Cette mutation s'annonce véritablement sismique pour les émetteurs. Complexité juridique accrue avec la nécessité de garantir un transfert juridique des actifs, coûts supplémentaires liés aux formalités de cession (enregistrement, taxes), exposition directe des investisseurs aux risques de performance... Autant de freins potentiels qui pourraient refroidir l'appétit des émetteurs et ralentir le marché, voire créer une fracture entre ceux qui joueront le jeu du nouveau standard et les autres.
«Le transfert effectif d'actifs aux détenteurs de sukuk va considérablement alourdir les coûts et la complexité juridique et opérationnelle des transactions», pointe l'agence Moody's.
Sortir des actifs du bilan signifie en assumer la déconsolidation comptable et renoncer à les utiliser comme collatéral pour lever d'autres fonds.

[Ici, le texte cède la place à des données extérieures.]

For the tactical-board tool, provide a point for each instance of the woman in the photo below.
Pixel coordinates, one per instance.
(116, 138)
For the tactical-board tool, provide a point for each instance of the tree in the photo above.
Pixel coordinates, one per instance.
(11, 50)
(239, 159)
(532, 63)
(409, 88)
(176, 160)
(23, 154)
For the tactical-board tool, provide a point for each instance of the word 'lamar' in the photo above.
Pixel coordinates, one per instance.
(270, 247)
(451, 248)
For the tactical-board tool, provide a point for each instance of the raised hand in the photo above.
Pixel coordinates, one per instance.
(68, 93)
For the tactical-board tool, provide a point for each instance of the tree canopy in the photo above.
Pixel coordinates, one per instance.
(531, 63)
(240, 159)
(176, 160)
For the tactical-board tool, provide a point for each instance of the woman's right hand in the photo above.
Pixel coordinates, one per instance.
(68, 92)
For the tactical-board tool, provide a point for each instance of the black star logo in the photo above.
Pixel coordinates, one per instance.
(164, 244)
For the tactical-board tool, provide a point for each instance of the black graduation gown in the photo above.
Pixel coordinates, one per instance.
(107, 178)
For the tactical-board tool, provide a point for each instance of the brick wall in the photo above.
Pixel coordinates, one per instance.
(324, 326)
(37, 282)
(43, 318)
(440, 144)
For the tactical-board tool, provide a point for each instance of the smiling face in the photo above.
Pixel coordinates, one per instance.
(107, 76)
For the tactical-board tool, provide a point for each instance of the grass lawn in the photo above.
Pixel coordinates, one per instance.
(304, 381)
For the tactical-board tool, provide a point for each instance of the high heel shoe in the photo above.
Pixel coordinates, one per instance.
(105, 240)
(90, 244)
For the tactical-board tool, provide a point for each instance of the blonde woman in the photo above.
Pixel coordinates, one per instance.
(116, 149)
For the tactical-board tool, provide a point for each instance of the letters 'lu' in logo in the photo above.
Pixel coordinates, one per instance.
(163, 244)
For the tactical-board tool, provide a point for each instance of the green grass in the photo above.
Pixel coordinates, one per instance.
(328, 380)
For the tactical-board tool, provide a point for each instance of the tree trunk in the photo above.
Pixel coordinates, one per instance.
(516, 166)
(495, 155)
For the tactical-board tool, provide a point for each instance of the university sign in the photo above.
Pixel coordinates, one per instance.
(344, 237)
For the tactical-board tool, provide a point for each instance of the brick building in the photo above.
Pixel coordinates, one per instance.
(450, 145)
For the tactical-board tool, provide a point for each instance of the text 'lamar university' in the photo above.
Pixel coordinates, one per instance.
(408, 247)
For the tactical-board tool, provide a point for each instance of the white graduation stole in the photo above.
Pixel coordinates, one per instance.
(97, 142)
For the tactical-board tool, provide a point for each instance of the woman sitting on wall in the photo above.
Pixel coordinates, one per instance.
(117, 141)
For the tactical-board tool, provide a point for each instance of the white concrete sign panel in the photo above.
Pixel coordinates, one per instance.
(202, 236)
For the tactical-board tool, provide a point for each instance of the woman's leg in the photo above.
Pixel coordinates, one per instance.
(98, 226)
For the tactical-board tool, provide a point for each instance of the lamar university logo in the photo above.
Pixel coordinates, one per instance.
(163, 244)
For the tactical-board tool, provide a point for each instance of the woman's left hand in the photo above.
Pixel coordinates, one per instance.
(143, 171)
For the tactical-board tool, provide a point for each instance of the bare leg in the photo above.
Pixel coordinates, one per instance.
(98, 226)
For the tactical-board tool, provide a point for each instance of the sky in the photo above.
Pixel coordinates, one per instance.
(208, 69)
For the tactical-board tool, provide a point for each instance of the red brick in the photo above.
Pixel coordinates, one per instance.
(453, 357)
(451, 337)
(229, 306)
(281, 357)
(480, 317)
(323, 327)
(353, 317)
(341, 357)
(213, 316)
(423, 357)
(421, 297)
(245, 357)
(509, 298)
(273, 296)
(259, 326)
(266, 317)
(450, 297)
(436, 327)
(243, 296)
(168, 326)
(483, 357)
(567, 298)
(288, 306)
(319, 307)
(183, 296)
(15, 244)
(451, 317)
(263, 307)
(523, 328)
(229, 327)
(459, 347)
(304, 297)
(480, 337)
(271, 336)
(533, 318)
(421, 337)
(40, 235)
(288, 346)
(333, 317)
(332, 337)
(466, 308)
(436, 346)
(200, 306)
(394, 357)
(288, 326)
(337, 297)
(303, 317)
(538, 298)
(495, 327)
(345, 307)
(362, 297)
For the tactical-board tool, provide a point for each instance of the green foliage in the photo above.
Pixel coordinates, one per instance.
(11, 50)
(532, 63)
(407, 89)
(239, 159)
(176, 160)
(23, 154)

Pas forcément de bon augure pour les ratios financiers... Sans compter les tracas liés aux formalités de cession de propriété (droits d'enregistrement, taxes, autorisations).

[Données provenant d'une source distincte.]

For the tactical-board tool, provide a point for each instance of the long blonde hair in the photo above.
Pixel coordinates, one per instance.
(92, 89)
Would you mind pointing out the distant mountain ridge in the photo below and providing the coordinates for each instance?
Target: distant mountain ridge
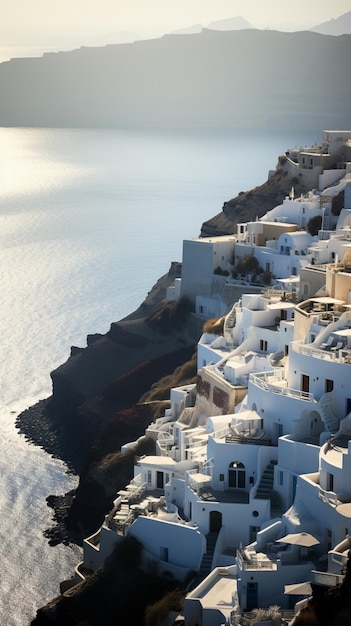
(338, 26)
(213, 79)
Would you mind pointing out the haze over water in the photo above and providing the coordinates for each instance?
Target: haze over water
(89, 220)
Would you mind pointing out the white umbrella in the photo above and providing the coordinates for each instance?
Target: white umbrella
(300, 539)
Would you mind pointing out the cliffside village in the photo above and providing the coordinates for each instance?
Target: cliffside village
(250, 487)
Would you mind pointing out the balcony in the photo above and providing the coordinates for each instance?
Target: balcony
(274, 382)
(251, 560)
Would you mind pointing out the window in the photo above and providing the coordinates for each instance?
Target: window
(330, 482)
(329, 385)
(164, 554)
(263, 345)
(236, 478)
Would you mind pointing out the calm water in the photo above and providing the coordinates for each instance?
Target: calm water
(89, 220)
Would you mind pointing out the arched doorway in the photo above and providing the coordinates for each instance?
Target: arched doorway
(236, 475)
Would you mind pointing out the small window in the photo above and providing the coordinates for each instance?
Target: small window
(329, 385)
(330, 482)
(164, 554)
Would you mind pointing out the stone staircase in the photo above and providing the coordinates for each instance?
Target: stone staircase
(265, 487)
(206, 563)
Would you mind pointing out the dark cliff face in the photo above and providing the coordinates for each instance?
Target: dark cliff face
(249, 205)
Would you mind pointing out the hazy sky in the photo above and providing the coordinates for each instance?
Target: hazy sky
(24, 20)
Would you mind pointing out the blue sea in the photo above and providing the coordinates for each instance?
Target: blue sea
(89, 220)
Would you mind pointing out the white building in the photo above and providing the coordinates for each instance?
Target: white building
(250, 483)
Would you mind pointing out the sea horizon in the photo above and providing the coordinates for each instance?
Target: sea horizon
(90, 219)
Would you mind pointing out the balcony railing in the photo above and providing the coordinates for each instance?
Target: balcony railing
(252, 562)
(263, 381)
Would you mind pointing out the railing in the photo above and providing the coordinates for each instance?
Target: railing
(329, 497)
(309, 350)
(326, 579)
(261, 380)
(254, 563)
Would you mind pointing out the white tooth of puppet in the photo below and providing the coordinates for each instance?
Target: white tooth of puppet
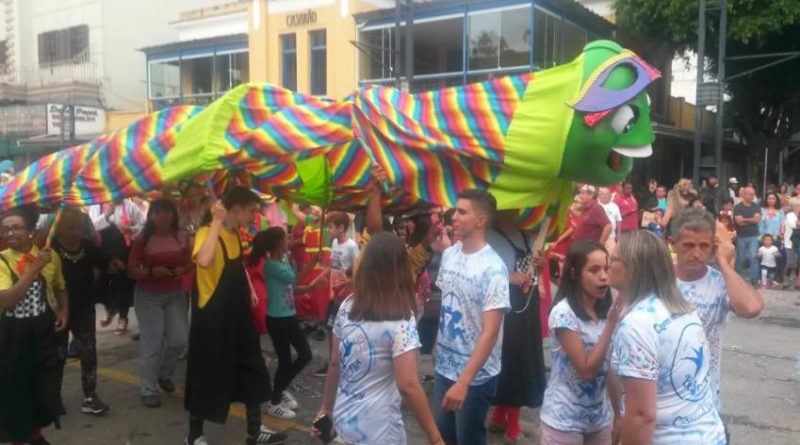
(635, 152)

Le spectre d'une chute des émissions plane. Certains émetteurs pourraient chercher des alternatives de funding moins contraignantes, les États et entreprises publiques étant particulièrement réticents à se délester de leurs actifs.
Pour l'agence de notation S&P Global, les opérations de sukuk "asset-based" «représentent actuellement la majeure partie du marché». S'agissant des états, «ils peuvent être réticents à transférer leurs actifs car cela pourrait être perçu comme une privatisation déguisée», fait remarquer l'agence. De plus, les entreprises peuvent hésiter à perdre le contrôle de leurs actifs, considérant que cette démarche pourrait augmenter significativement leur coût de funding ou les priver de l'appréciation future de ces actifs.
Chez Fitch Ratings, on note qu'en général, «les sukuk sont structurés comme des instruments de risque de crédit d'entité et dans un scénario de default et de remboursement, les détenteurs de sukuk n'auraient pas de recours sur les actifs eux-mêmes», explique Bashar Al-Natoor, responsable mondial de la finance islamique. «Le recouvrement est basé sur l'exercice par les investisseurs de leurs droits à l'encontre de l'émetteur».
Des stratégies d'adaptation seront nécessaires : conseil juridique et financier poussé pour structurer des deals conformes, pooling d'actifs pour diversifier les risques, innovation dans les montages contractuels, partenariats avec des acteurs expérimentés... Un défi stimulant pour les émetteurs prêts à jouer le jeu d'un financement plus participatif et ancré dans l'économie réelle.
... et les investisseurs
Pour les détenteurs de sukuk, l'équation serait profondément modifiée. En acquérant la propriété directe des actifs sous-jacents, ils s'exposeraient pleinement à leurs aléas économiques. Volatilité potentiellement accrue de la valeur des sukuk, moindre liquidité en cas de difficulté à revendre des actifs réels, risque de fragmentation du marché... Autant d'inconnues qui appellent une vigilance renforcée dans la sélection et le monitoring des investissements.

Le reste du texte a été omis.